Sometimes it takes a while for a plan to come together. But, at the intersection of the spirit of arts and advocacy, some messages just won’t be denied.
For about a year, Columbia resident Jared Johnson has been working to organize a prominent mural with a Black Lives Matter theme in the capital city. Now that effort is set to become a reality.
A vibrant mural is to be painted on the side of the Sweet Temptations Bakery building on North Main Street just north of Elmwood Avenue, near neighborhoods like Elmwood Park, Earlewood and Cottontown. Johnson is coordinating the project, with artist Robb Kershaw creating the mural and muralist Ariel Flowers consulting on the project. One Columbia for Arts and Culture, the city-backed arts advocacy nonprofit, also is helping usher the project along. Work on the mural is slated to begin in early July.
Johnson said his idea for Black Lives Matter themed public art began in 2020, following the high-profile death of Black citizens such as George Floyd in Minnesota, Ahmaud Arbery in Georgia and Breonna Taylor in Kentucky. Taylor and Floyd each died at the hands of police officers.
Johnson’s initial idea was for a street mural, one that would have been painted directly on a roadway, as has been done in New York City, Washington, DC, and elsewhere.
“I made a post in the Rosewood Neighbors (Facebook) page about us doing our own version of a Black Lives Matter street mural,” Johnson, a Rosewood resident, told The State. “Over time there was enough interest in that idea that I created a petition. … Thankfully, due to an email campaign from residents of Rosewood and throughout Columbia, we had them email members of city council and we got on their October 2020 agenda (for a presentation).”
The idea was to paint a mural right on Jim Hamilton Boulevard in Rosewood. However, Johnson said a mix of factors, including Department of Transportation regulations, slowed that idea. So, he began looking for privately owned spaces for a mural.
“I didn’t want to give up on the idea if there was enough interest in it,” Johnson said. “If we can’t put it on the street, then we definitely can put it on private property, or a privately owned building, which is what we are doing at Sweet Temptations.”
Johnson and One Columbia are in the process of raising funds for the mural, to pay the artists and cover the cost of materials. The group has started a GoFundMe campaign to raise the cash, and One Columbia is acting as the pass-through agency for the funding. The goal is $3,000, and the campaign is roughly halfway there.
Making sure Black artists get compensated for their work was an important part of the project for Johnson.
“It felt odd to me to say, ‘Oh, I want to organize a mural or piece of art that says Black Lives Matter, but the Black creatives involved are doing it out of goodwill,’” Johnson said. “If I believe that Black Lives Matter, then Black creatives need to get paid.”

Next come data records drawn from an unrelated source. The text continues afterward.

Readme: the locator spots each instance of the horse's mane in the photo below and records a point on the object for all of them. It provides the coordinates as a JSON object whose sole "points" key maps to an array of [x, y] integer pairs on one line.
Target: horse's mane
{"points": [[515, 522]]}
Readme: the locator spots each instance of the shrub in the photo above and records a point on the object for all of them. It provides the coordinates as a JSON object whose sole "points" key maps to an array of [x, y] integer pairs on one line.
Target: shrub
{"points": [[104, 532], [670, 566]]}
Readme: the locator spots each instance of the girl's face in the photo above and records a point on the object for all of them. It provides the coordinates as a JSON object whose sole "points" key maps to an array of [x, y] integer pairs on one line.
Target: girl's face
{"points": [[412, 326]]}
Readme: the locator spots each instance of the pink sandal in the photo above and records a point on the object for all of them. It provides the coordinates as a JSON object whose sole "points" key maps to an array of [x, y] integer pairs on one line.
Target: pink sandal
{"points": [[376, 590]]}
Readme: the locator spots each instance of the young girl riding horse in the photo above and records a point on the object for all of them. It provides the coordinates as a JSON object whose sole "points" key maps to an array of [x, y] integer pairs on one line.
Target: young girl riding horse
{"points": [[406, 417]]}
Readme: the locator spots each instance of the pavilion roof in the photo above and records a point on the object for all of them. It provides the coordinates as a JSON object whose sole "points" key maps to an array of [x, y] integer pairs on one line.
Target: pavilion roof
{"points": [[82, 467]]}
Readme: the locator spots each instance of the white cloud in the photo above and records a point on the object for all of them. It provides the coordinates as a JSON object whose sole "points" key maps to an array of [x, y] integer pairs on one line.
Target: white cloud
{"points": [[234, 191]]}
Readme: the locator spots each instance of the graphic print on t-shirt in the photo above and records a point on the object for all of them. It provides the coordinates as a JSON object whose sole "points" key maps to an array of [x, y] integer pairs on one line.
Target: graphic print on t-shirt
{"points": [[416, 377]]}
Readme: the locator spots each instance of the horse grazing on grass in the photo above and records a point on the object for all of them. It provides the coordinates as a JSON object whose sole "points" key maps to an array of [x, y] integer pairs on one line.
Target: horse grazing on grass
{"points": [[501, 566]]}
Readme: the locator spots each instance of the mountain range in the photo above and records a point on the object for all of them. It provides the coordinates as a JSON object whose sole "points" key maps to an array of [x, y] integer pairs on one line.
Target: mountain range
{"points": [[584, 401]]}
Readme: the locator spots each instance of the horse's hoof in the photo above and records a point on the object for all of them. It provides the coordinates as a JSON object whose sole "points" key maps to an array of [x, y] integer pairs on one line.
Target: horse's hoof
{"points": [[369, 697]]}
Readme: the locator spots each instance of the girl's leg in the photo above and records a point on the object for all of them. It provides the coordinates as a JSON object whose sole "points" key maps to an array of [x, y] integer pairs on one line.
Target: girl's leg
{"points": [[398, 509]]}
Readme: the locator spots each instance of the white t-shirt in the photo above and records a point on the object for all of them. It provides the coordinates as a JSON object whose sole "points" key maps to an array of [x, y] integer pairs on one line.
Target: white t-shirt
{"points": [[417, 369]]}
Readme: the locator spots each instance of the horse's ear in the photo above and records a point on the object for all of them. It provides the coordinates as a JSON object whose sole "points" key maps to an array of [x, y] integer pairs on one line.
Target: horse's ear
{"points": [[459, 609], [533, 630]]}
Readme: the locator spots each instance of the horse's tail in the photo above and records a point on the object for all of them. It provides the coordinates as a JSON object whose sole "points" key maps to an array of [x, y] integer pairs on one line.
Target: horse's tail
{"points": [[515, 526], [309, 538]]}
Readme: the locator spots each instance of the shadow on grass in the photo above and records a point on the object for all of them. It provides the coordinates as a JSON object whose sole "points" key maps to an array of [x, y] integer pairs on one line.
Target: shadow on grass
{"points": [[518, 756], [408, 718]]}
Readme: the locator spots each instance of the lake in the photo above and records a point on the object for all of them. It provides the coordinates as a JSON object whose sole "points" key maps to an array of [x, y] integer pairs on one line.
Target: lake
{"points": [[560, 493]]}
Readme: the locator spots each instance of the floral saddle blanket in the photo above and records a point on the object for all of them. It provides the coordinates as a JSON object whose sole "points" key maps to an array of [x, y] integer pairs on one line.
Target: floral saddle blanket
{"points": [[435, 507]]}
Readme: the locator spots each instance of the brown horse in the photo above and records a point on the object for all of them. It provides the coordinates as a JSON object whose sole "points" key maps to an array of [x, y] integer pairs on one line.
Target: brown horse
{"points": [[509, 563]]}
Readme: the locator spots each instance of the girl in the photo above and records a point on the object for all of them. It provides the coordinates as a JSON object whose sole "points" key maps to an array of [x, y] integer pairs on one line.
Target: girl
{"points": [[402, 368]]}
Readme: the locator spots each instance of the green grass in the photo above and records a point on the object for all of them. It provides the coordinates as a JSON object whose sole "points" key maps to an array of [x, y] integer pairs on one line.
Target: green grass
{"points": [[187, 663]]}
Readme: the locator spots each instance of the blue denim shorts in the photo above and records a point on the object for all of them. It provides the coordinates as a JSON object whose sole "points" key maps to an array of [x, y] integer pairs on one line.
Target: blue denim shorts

The new mural is set to be a vibrant, colorful piece with comic book and anime flair, one that carries a message that not only do Black lives matter, but Black arts, voices and joy matter, too.
One Columbia has assisted in the creation of a number of pieces of public art in the capital city. Columbia has recently become something of a hot spot for murals. For instance, the city’s parks foundation commissioned a number of murals on city buildings that commemorate the civil rights history of Columbia.
“I knew this was going to happen,” Snelgrove told The State about the proliferation of murals in the Columbia area. “As people realize the power of it and more artists realize they can do this kind of work, you’ll start to see even more. The struggle we had over the years was just sort of educating property owners and emphasizing the value it might bring to them. I think we have hit a pivotal point where more people are realizing the power of mural work.”